Calibrated 4K monitoring and the high availability SAN on site managed by nextLAB created a world where visual effects and editorial could instantly access full fidelity footage during and after production. Through the nextLAB interface, these teams could procure footage, pull shots as needed, and maintain exact colour and metadata integration between any step.
For the colour grade, FotoKem colorist Walter Volpatto fine-tuned raw images, as well as those from ILM, with Johnson and Yedlin using the colour and imaging pipeline established from day one. FotoKem also set up remote grading suites at Skywalker Sound and Disney so the teams could work during the sound mix, and later grading for HDR and other specialty theatrical deliverables.
“The film emulation LUT that Steve (Yedlin) created carried nuances he wanted in the final image and he was mindful of this while shooting, lighting both the film and digital scenes so that minimal manipulation was required in the colour grade,” Volpatto explained. “Steve’s mastery of lighting for both formats, as well as his extensive understanding of colour science, helped to make the blended footage look more cohesive.”
Volpatto also oversaw the HDR pass and IMAX versions.
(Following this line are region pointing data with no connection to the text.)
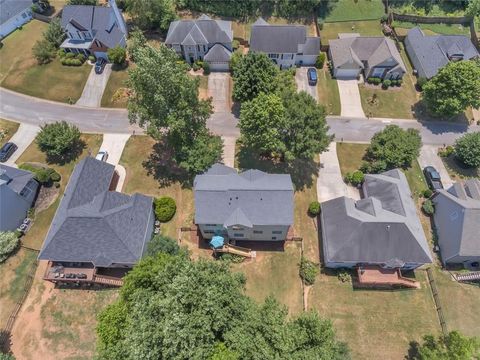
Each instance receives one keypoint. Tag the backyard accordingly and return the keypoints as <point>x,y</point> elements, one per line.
<point>20,72</point>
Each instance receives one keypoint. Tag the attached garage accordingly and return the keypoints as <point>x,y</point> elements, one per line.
<point>218,57</point>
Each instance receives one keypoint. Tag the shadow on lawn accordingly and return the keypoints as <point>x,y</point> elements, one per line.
<point>300,170</point>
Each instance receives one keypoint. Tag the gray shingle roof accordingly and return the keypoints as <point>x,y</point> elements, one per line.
<point>356,49</point>
<point>100,20</point>
<point>381,228</point>
<point>10,8</point>
<point>223,196</point>
<point>201,31</point>
<point>430,53</point>
<point>93,224</point>
<point>282,39</point>
<point>457,219</point>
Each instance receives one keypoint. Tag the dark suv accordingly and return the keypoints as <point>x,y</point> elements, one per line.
<point>6,151</point>
<point>433,178</point>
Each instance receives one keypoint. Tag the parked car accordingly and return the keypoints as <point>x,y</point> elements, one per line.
<point>433,178</point>
<point>312,76</point>
<point>102,155</point>
<point>100,65</point>
<point>6,151</point>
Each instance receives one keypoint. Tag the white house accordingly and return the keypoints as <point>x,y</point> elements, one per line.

Ultimately, multiple deliverables were created by FotoKem including standard DCP, HDR10, Dolby Vision, HLG, 3D (in standard, stereo Dolby and 2D Dolby HDR), and home video formats. FotoKem worked with IMAX to align the color science pipeline with their Xenon and laser DCPs and 15-perf 70mm prints as well.
Mike Brodersen, FotoKem’s chief strategy officer, said that his team’s objective from the beginning of this project was to provide a process for the creative talent associated with the project to flourish, without worrying about the technology. “It’s not every day that we would ship scanners to remote locations and integrate a real-time post environment that would rival many permanent installations.” He added that his company’s approach of combining decades of film and digital expertise with intense artistry and post production workflow knowledge went a long way in ensuring this iconic project was delivered on time and as desired by the filmmakers.